Despite the cultural arc of history of the past 500 years — the efforts toward emancipation and the relentless rise of science and technology — humanity appears terribly, one might even say, hopelessly, stuck. The habits and predispositions of our past — religious conflict, otherworldly superstitions, clannishly suspicious tribalism, and irrational hero-worship — all combine into a dark, sludgy stickiness from which we find ourselves unable to escape.
Though psychological insights point to dark, shame-filled recesses of the unconscious to explain why humanity suffers so, such insightful explanations, though undoubtedly significant, have not dramatically altered our cyclical paroxysms of fear-induced violence, investments in instruments of death, and genocidal impulses. Like ignorant cave-dwellers, we continue to fuel conflicts based upon regional gods and local heroes.
Fifties songwriter Tom Lehrer poked fun at our enlightened pretentiousness with his lyrics to “National Brotherhood Week”: “Oh, the Protestants hate the Catholics / and the Catholics hate the Protestants / and the Hindus hate the Muslims / and everybody hates the Jews…” It was biting then, and not funny today as the rise of religious extremism, hatred and faith-based terror continue to spread across the globe. Though the names of gods differ, excuses for such violence and intolerance are always the same, “Just following God’s word.”
Depredations of religious warfare should not be confused with genuine spiritual seeking, but they often are, particularly when institutional power melds with regional politics. Thus leaders who through charisma, calls to devotion, access to wealth, and brute exercise of authority, induce obedience of the public. Donald Trump, Narenda Modi, Rodrigo Duterte, Kim Jung Un, and Vladmir Putin are just the latest crop of local heroes driving civilization to the brink. One hundred years ago such leaders caused great harm, but their effects were often softened by the limits of their reach. Today, the risks are higher as an interdependent, globalized economy and ever more powerful tools of death sit poised to rain destruction upon the world.
Among insightful thinkers, such as Buckminster Fuller, who coined the term “Spaceship Earth”, Professor Kurt von Meier addressed these cultural issues in 1979, writing, “Transcending belief is the task of consciousness in coming to recognize itself. All of which prompts a few searching inquiries–specifically about the four “great killers” in the present history of our watery planet. They may be identified as pollution, population, climatic change, mismanagement of the earth’s resources.” Presciently, in considering energy, he noted, “The problem is not running short of fossil fuels, it is burning them.”
Regrettably, the insights and wisdom of thoughtful scholars and scientists largely go unheeded and forgotten. So wrapped up are we in our own personal struggles with belief, identity, relationships and freedom that only those issues that touch on our lives directly get much attention. Though communication is now global and nearly instantaneous, violence between Hindus in India and Muslims in Pakistan generally feels distant and Americans pay it scant attention until a bloody massacre tops the morning headlines.

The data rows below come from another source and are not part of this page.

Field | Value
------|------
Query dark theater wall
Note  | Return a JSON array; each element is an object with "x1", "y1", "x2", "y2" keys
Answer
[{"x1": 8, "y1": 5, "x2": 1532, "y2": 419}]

Ultimately, climate change may soften our devotion to belief, though it’s likely rising tides and unusually severe weather will be considered “the will of God” by many. And heroes will continue to rise and fall, subjecting the world to the effects of their distorted personalities and perceptions. Society is, after all, simply human psychology writ large, and with over seven billion people on earth, it is writ very large, indeed.
If a photo is worth a thousand words that one you have posted with trump in the light says it all…
You use the term ” ignorant cave dwellers” yet in my experience those ” ignorant cave dwellers” were not so ignorant.
When way back when humans began to worship ” male ” Gods that ” created ” the earth and therefore were not of this earth then the ease to cause destruction of our earth and control over the earth including control over women gave birth to sexism and the patriarchy that rules to this day.
You and I know that this current situation is a natural unfolding of that reality of not worshipping our mother earth any longer but a new God – a male God. Everything stems from that change over to our current destruction of the mother ship.
There is no stopping it however. Buddhist wisdom states it clearly and simply – if you plant a corn seed you get corn.
We long ago planted seeds of hatred, greed, ignorance and we are now reaping the crop – trump, climate destruction, warlords, men who cut up other men into pieces and put them in vats of acid, extracting juices from mother earth and minerals.
Yes – there will be no escape, I am sorry to tell you. We planted the seeds of our own destruction and that is what we will reap.
To quote Suzuki Roshi – Even if the sun were to rise in the west the bodhisatva has only one path in life. Exist in the present moment.
Great write Larry.
Well said Larry.
Yes, George, the sticky sludge of history has us in its grip and all the Karma that it includes. As for the present moment, Roshi was correct. The past is nothing but a memory, the future is nothing but a fantasy; and the present? Well, strangely enough, as a moment of transition of no duration, it’s next to nothing. Thanks for the comment.